Super-Inps, le pensioni non sono a rischio. A garantire la sostenibilità del sistema previdenziale italiano ci pensa lo Stato. Non deve preoccupare dunque il buco di bilancio di quasi 6 miliardi di euro che l’ente unico delle pensioni ha in pancia per effetto del disavanzo pregresso dell’Inpdap, l’ente previdenziale dei dipendenti pubblici, soppresso e accorpato all’Inps con la manovra Monti, il dl 201/2011. A gettare acqua sul fuoco è intervenuto ieri mattinata in audizione alla Camera il ministro del Lavoro Elsa Fornero, dopo gli allarmi sulle “pensioni a rischio” lanciati dai maggiori quotidiani nazionali a commento della nota con cui martedì il Consiglio di indirizzo e vigilanza (Civ) dell’Inps ha approvato la variazione di bilancio 2012, chiedendo al governo interventi correttivi per via del disavanzo, interamente imputabile all’Inpdap, di 5,8 miliardi di euro, un importo destinato a sfiorare i 7 miliardi nel 2013 (6,9 miliardi) e nel 2014 (6,9 miliardi). Per provare a fare i conti in tasca al neonato ente unico delle pensioni, e per scoprire cosa cambia per gli italiani, ilsussidiario.net ha chiesto aiuto ad Alberto Brambilla, già Sottosegretario al Welfare con delega alla Previdenza sociale e docente di Gestione delle forme previdenziali pubbliche e complementari all’Università Cattolica di Milano. Che il bilancio del sistema previdenziale italiano sia in rosso, e non di poco, non è certo una novità. Brambilla, lo aveva già stimato qualche settimana fa parlando di un buco da 13 miliardi di euro. «Nel 2010 la spesa complessiva per prestazioni pensionistiche, al netto dei trasferimenti dalla Gestione interventi assistenziali Gias (pari a 33 miliardi di euro per il privato e 9 per il pubblico), ha raggiunto i 198 miliardi di euro, con un incremento di 6 miliardi (+3,2%) rispetto al 2009», spiega Brambilla, mentre «le entrate contributive da produzione si sono attestate a 185 miliardi, in crescita di circa l’1% rispetto all’anno precedente. Il sistema ha quindi presentato un disavanzo gestionale di oltre 13 miliardi di euro, che corrisponde al 39,7% in più rispetto al deficit di 9,3 miliardi registrato nell’anno 2009». L’intervento dello Stato con i trasferimenti dei mesi scorsi ha fatto sì che l’importo del disavanzo venisse ridotto ai 5,8 miliardi di cui ha parlato ieri il Civ, dovuti prevalentemente al deficit che l’Inpdap ha portato in dote nella fusione con l’Inps.

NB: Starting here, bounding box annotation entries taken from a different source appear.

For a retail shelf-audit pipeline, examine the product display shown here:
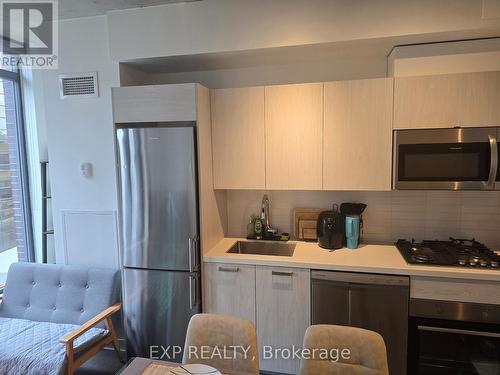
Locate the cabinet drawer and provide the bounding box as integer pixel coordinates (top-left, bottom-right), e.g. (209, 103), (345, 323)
(203, 263), (255, 323)
(256, 266), (311, 374)
(410, 277), (500, 304)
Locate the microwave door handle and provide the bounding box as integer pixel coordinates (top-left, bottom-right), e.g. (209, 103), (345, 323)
(488, 135), (498, 187)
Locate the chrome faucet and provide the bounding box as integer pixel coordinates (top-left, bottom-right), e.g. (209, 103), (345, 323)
(261, 194), (278, 234)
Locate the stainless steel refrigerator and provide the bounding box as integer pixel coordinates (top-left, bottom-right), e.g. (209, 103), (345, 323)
(116, 122), (201, 361)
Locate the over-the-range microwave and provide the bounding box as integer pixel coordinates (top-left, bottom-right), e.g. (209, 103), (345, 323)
(393, 127), (500, 190)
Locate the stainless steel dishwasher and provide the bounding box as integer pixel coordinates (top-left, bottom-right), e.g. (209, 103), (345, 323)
(311, 271), (410, 375)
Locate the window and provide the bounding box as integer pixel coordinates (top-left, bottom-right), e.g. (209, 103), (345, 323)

Si tratta di un pregresso che ha due cause ben precise, spiega Brambilla: in primo luogo, «i trattamenti molto più generosi dei dipendenti pubblici che nel 1996 erano quasi il doppio di quelli di un dipendente privato, a parità di carriera contributiva e di contributi versati, e che hanno sfiorato punte dell’80% mentre oggi saranno al 35/40%. Con il metodo contributivo bastava infatti versare 100 negli ultimi 5 anni di contributi per andare in pensione con una rendita di 70»; in secondo luogo pesa il fatto che, «prima delle riforme Amato (1993) e Dini (1996), lo Stato non versava i contributi: li pagava il dipendente pubblico nella ragione di 1/3 del 33%, ma non il suo datore di lavoro», lo Stato, appunto, come invece avviene nel privato. Sono queste le cause all’origine dello squilibrio nei conti dell’Inpdap oggi ereditati dall’ente previdenziale unico.



Un buco di bilancio che in ogni caso ha sempre pagato lo Stato, con i trasferimenti di bilancio nella legge finanziaria di fine anno. Ossia con i soldi dei contribuenti. Gli italiani dunque possono dormire sonni tranquilli: ha ragione il ministro Fornero, la sostenibilità del sistema previdenziale è garantita.